In some scenarios, Pegasus may send an intermediate response to the application before the requested operation is completed and the final response (RES_DONE or RES_ERROR) is sent.
The application can choose between two different modes of receiving and handling these intermediate responses from Pegasus:
Callback function (DeferFn) mode.
- Application provides a response-handling (call back) function pointer in the PIC_PARM data. The function is called by Pegasus to send an intermediate response back to the application.
- The application logic to process the intermediate response is coded in the call back function. A nonzero return value from the call back function to Pegasus is a signal to Pegasus to abort processing. A zero return value indicates that Pegasus should continue processing
- This mode is available in all platforms and CPU architectures.
- This mode is selected by setting the F_UseDeferFn flag in PIC_PARM.Flags and assigning a value to PIC_PARM.DeferFn.
Coroutine mode.
- In this mode, the application's call to Pegasus returns whenever an intermediate response is to be sent back to the application.

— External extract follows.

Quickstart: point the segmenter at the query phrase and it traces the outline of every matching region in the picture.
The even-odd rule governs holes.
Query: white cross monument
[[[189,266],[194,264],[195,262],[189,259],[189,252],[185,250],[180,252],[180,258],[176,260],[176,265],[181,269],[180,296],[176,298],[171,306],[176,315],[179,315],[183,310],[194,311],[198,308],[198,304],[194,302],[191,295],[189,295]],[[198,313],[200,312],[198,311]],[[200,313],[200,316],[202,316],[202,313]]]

If the return code is different from RES_DONE or RES_ERROR, then it is an intermediate response.
- The application performs any required action, if needed, and continues processing by calling Pegasus again using a REQ_CONT request parameter or aborts processing by calling Pegasus again using a REQ_TERM request parameter.
- This is the mode whenever the F_UseDeferFn flag is not set in PIC_PARM.Flags. However, there are three different implementations of this mode:
- Based on a stack switching scheme where the opcode uses an internally-allocated stack that is distinct from the application stack (Stack Based Coroutine).
- Using a different thread to perform the opcode processing (Thread Based Coroutine).
- Using a Windows fiber to perform the opcode processing (Fiber Based Coroutine)
Not all these implementations are available in all platforms. Furthermore, the implementation that is used by default is also platform specific. Below we discuss each platform and provide basic information about trade-offs between the implementations.
- MS Window 32 and 64bit:
- Default implementation is the Stack Based Coroutine.
- Win32 Fiber Based Coroutine can be selected by setting the F_UseAlternateCoroutine flag. Of course this is available only if the OS supports Win32 fibers (Windows 2000 and later).
- Windows SEH doesn't work with Stack Based Coroutine. SEH works fine with Win32 Fiber Based Coroutine. In some scenarios, the Win32 Fiber mode could be slightly more complicated. See the F_UseAlternateCoroutine description for additional details.
- Linux 32 and 64 bit versions:
- Default implementation is the Thread Based Coroutine.
- Stack Based Coroutine can be selected by setting the F_UseStackSwitchCoroutine flag and not setting F_UseAlternateCoroutine. However Stack Based Coroutine is available only in Linux Kernels 2.4 and newer.
- Stack Based Coroutine has better speed and may use less resources than the Thread Based mode. However, Stack Based coroutine may cause spurious error reports with tools such as memory profilers.
- Solaris Intel 32 and 64 bit versions, Solaris Sparc 32 and 64 bit versions, AIX, OS X, and iOS:
- Stack Based Coroutine is the only implementation supported in these platforms.